From these archaea, the researchers extracted proteins, fragmented them, and used a technique called mass spectrometry to identify the constituent amino acids. They found 54 proteins “not previously shown to contain Pyl,” they wrote. The proteins they identified play diverse roles in these organisms, including replicating DNA and producing energy. This led the authors to conclude that “M. burtonii and M. alvi archaea have adopted a non-standard genetic code with 62 sense codons encoding 21 amino acids and only two stop codons”.
The finding might require scientists to rethink how they predict protein sequences for these organisms. Typically, predicting the protein encoded by a gene requires researchers to read codons using the standard genetic code. But now, scientists must use the Pyl code, “interpreting all TAG codons as coding for Pyl for correct protein prediction,” the authors have argued.
Bacteria as factories
The study’s potential applications involve bioengineering, where researchers can manipulate bacteria to produce useful materials. The study’s findings could help researchers “incorporate Pyl in proteins at desired positions,” Tanweer Hussain, associate professor of developmental biology and genetics at the Indian Institute of Science, Bengaluru, said. Dr. Hussain studies how organisms build protein from their DNA blueprints.
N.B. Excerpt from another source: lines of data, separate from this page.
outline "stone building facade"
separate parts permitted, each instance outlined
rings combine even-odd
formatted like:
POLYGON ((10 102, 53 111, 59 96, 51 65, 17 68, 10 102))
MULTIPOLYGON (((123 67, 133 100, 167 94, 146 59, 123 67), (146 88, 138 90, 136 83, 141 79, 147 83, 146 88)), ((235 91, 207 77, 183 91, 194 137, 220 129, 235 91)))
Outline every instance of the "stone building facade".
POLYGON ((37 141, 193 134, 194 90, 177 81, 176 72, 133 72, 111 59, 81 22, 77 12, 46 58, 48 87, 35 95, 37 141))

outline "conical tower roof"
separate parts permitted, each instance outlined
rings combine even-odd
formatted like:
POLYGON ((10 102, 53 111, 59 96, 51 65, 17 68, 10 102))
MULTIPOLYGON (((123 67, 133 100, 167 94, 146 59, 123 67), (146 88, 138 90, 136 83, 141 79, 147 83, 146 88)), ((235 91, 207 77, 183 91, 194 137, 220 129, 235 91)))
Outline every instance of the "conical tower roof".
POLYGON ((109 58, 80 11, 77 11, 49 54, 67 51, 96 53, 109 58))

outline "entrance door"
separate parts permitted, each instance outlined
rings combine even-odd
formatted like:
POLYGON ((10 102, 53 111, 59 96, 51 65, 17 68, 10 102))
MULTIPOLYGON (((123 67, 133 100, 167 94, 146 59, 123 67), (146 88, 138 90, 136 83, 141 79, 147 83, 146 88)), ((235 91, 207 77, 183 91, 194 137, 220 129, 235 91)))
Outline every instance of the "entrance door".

His enthusiasm may be well founded. In their study, the Berkeley researchers genetically modified Escherichia coli, a common bacterium, to express the archaeal cellular machinery required to read the Pyl code and incorporate Pyl in proteins. They also engineered the bacterium to express a protein whose sequence had a TAG codon in the middle. If this setup worked, the bacteria would read this TAG codon as Pyl-coding, add Pyl at that location, and produce the complete protein. Otherwise, the TAG codon would signal ‘stop’, and the bacteria would produce a shorter protein.
Extracts from these bacteria confirmed that they had produced the complete protein. That is: they could indeed use the archaeal machinery to produce Pyl-containing proteins.
The discovery of the Pyl code has scientists excited. Both Dr. Hussain and Dr. Ghosh are keen to know more about the role of Pyl in proteins.
“Does Pyl incorporation confer the archaea a fitness advantage in their natural environments?” Dr. Ghosh asked.
He anticipated that future research could soon offer an answer.
Sayantan Datta is a faculty member at Krea University and an independent science journalist.